Growing up in a predominantly white area, it was easy to almost (and to my shame, I admit) disregard, or forget who I was OR, when I was much younger, even wish that I looked the same as my white friends. I say: “fight for the good life”, because a life giving into stereotypes and allowing internalized racism to have a foothold in your life, is indeed NOT the good life. Embrace yourselves, love yourselves, and accept yourselves, heck, CELEBRATE YOURSELVES. (Note: there IS a difference between celebrating yourselves, a culture you come from and the journey of your parents versus getting a big head for no reason) If this first year in college has taught me anything, it is that human beings can be very different. Humans are different not just in the way they work or look or are, but in their character, lives, way of thinking and ultimately their decisions all can also look vastly different.

When talking about Asian American issues, I admit, that it can begin to get lecture-y, dry, frustrating, emotion-evoking, and/or anger-evoking. People get angry because things aren’t the way they wish it were, they wish the world were a better place than it were, and don’t get me wrong, the world has many good sides however also contains many not so pretty sides. (Those sides, not being revealed until we choose to open our eyes to “reality.”) It’s not necessarily wrong to get angry or frustrated but it’s what you do with that anger and frustration that sets you apart. What sets you apart is how you share with other people that anger and frustration, whether it’s lashing out at them or “preaching to them” versus “preaching at them.”

I remember getting really annoyed at people staring. Going into the grocery store where I lived, I’ve noticed, is an ordeal more like a zebra walking into a mall in New York. Their mindset or thought process could likely be along the lines of knowing that zebras exist but then jumping to the conclusion, that zebras also don’t belong in a mall. I am not a zebra, thank the Lord, and I’m not from New York, but my point is, that people where I grew up would stare, me, the zebra in their mind and their grocery store, a place that I didn’t belong. No matter what, I was always, in their mind, the perpetual foreigner. (Note: If you don’t know what that means, look it up on Google, it’s ok to not know, but it’s not okay to keep on not knowing.)

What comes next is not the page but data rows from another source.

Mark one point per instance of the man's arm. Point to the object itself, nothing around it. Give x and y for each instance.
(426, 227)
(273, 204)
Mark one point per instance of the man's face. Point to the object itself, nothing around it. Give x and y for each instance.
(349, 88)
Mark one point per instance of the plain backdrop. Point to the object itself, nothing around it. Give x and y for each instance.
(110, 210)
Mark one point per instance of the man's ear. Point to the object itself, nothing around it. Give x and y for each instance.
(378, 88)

I found that after coming to college and suddenly having this eye-opening experience of learning about Asian American issues and how we’re not taught about it in school and some people don’t care and wah wah wah. I found that anger started to boil up in me, in my heart. How could people do this, think that, say that? Why was I never educated about my history, and why had I simply accepted the perpetual foreigner attitude that people gave me and that I began to give myself? Anger the emotion is okay, but anger and bitterness? The kind that becomes a lifestyle that lasts and then grows is not.

Long story, and preaching over, I tell you guys to fight for the good life because sometimes we can get really down from talking about negative things and issues. (I did) However, there’s a choice and that choice is to fight. (I do) Fight to love yourselves. Fight to accept yourselves, your history, your culture, your background. Fight the good fight in knowing that there are people out there that are just uneducated, that just don’t filter what they say and they may never do so. Be okay with it.

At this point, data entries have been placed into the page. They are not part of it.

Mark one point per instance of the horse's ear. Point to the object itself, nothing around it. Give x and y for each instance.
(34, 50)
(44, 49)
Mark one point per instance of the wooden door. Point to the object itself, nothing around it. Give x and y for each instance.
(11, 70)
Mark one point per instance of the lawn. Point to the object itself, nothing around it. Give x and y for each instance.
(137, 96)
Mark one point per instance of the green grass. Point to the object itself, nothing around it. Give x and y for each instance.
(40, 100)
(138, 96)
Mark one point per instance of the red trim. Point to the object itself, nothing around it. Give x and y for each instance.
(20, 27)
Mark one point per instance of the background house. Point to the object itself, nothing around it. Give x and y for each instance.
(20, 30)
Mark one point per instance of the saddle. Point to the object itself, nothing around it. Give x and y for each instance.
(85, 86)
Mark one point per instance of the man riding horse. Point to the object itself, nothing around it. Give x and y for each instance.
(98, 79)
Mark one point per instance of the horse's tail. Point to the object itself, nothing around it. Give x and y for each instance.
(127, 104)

Fight for the good life, not just in terms of issues, or anger, but in relationships, school, success, love. I say fight for it, because it’ll have to be a choice between sitting around letting other people telling us what to believe, why to believe, how to believe, and be, versus us standing up and making our own way, our own path, and our own discoveries. At the end of the day, fight for the good life, because you’re human dear reader (is it weird that I include that?) and you deserve it. Fight for the good life because you can. Fight against the anger and channel that passionate anger into revolutionary love, acceptance and passion.

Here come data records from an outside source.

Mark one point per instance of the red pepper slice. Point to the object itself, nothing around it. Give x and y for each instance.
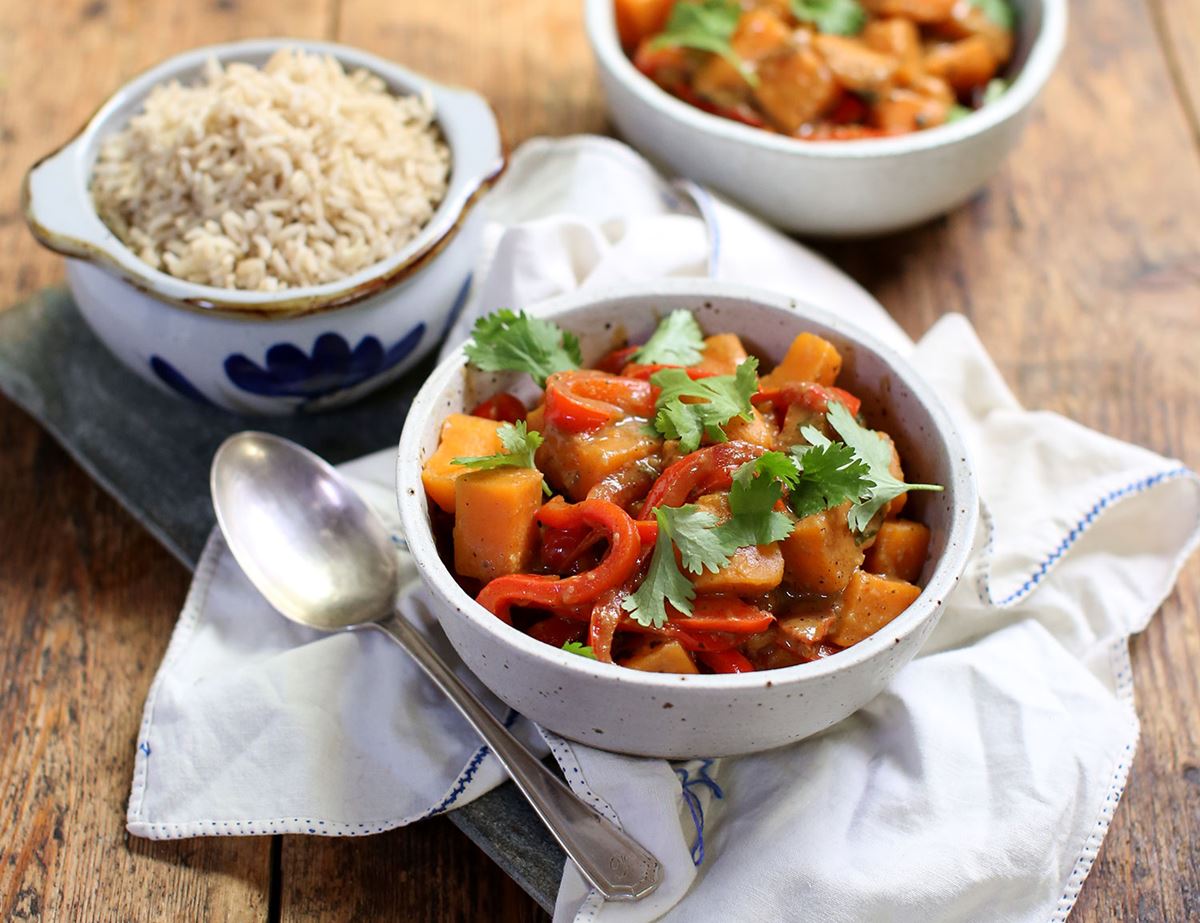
(719, 612)
(503, 407)
(546, 592)
(557, 630)
(636, 370)
(725, 661)
(702, 472)
(587, 400)
(606, 616)
(810, 395)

Fight for the good life, because you’re human. Fight for it because you’re good enough. Fight for the good life because AAPI issues are important but at the end of the day, you’re more.
For those of you that scrolled to the bottom and decided TL:DR, at least read the following:

1) Next time, actually read the blog.

2) The next fact is a real bottom line

3) Firstly, make the choice to be happy. Accept and love yourselves. You are more. AAPI issues exist and we get angry, but make the choice to channel that anger and frustration into doing something about it. Do it now for yourself but know you’re helping future generations. Lastly, don’t ever tell me that you only read the three points at the bottom of a blog entry I did.